UK regulator fires warning shot on cookie compliance
Letter sent to 53 major sites
Data protection watchdog the Information Commissioner’s Office (ICO) has ordered organisations failing to comply with cookie rules to clean up their act or face enforcement action.
The ICO assessed the top 100 UK sites and found that 53 appeared to be non-compliant with the cookie rules set out in the Privacy and Electronic Communications Regulations (PECR) and the UK GDPR. It sent those organisations a warning letter, which it published at the end of last year following a FOI request by technology lawyer and founder of law firm decoded.legal, Neil Brown.
It said that consent was often not properly obtained before dropping non-essential cookies, with no easy way for users to reject them, and that some sites were ignoring cookie refusals entirely.
The regulator warned that it could take action in regard to these suspected infringements unless steps were taken to address its concerns within one month of the letter, which was dated 15th November.

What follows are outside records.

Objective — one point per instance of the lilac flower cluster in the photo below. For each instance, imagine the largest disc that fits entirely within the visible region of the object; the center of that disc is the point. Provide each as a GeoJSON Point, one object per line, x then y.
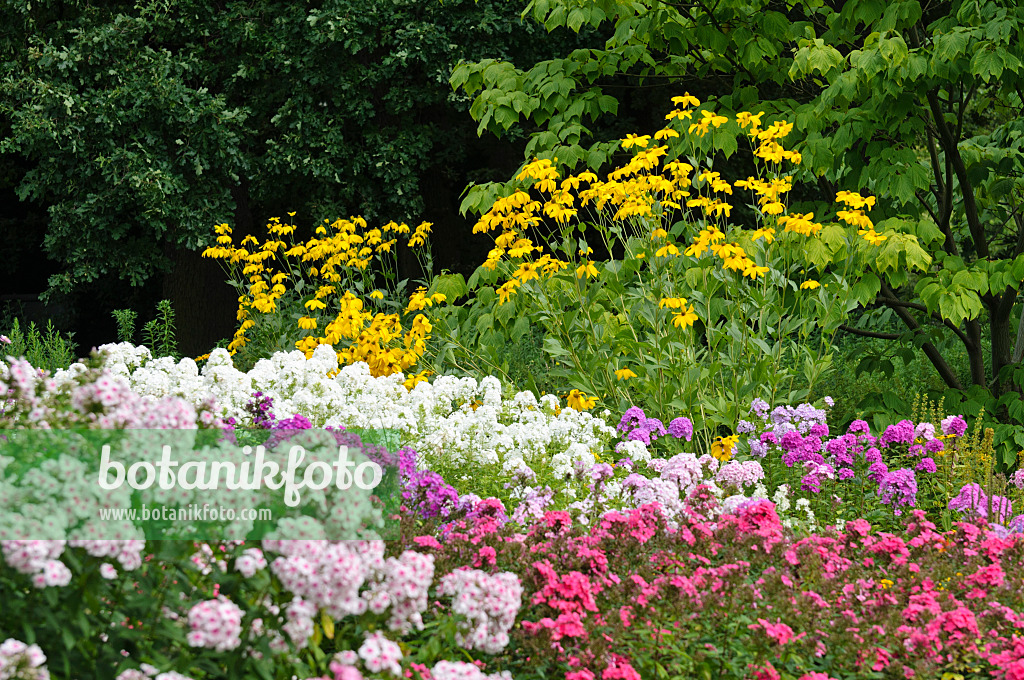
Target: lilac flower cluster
{"type": "Point", "coordinates": [972, 499]}
{"type": "Point", "coordinates": [25, 662]}
{"type": "Point", "coordinates": [898, 489]}
{"type": "Point", "coordinates": [636, 426]}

The regulation of cookies and the mechanisms by which users consent to them has been a contentious issue ever since the arrival of the EU GDPR in 2018. The irritating cookie opt-out pop-ups are the result of an industry pushback against initial drafts of legislation.
In fact, the regulation clearly states that consent must be freely given, specific, informed and unambiguous. This means there must be a clear affirmative action by the user to opt-in to cookies, and that pre-ticked boxes, default settings, inactivity or silence cannot be used to imply consent.
PECR imposes additional restrictions with respect to the use of cookies and their storage on users' devices.
Nevertheless, many websites have implemented workarounds to these rules in order to continue tracking and profiling users, including "legitimate interest" grounds, which in most cases are not lawful, and deeming some cookies "essential" without explaining why.
In view of the weak enforcement of data protection and privacy legislation by regulators, this approach of giving the appearance of compliance without actually complying is perhaps understandable.
However, said Brown, the letter marks a shift in the ICO's approach and a signal that it is taking the issue more seriously, and represents a "warning shot for organisations still playing fast and loose with the UK's rules on cookies."
"It offers organisations a chance to put things right, rather than imposing immediate enforcement action, but it is the firmest action that the ICO has taken on cookies to date," he told Computing. "It will be interesting to see if enforcement follows for organisations which remain non-compliant."
The organisations identified by the ICO that fail to act face being named publicly or hit with fines.
"UK organisations might be sensible to make a New Year's resolution of ensuring that their websites are getting proper, GDPR-standard, consent for cookies which are not strictly necessary," added Brown.
In a jointly written blog post in August, officials from the ICO and UK government's Digital Markets Unit, confirmed that a website's cookie banner should ensure that declining non-essential cookies is just as easy as consenting to their use.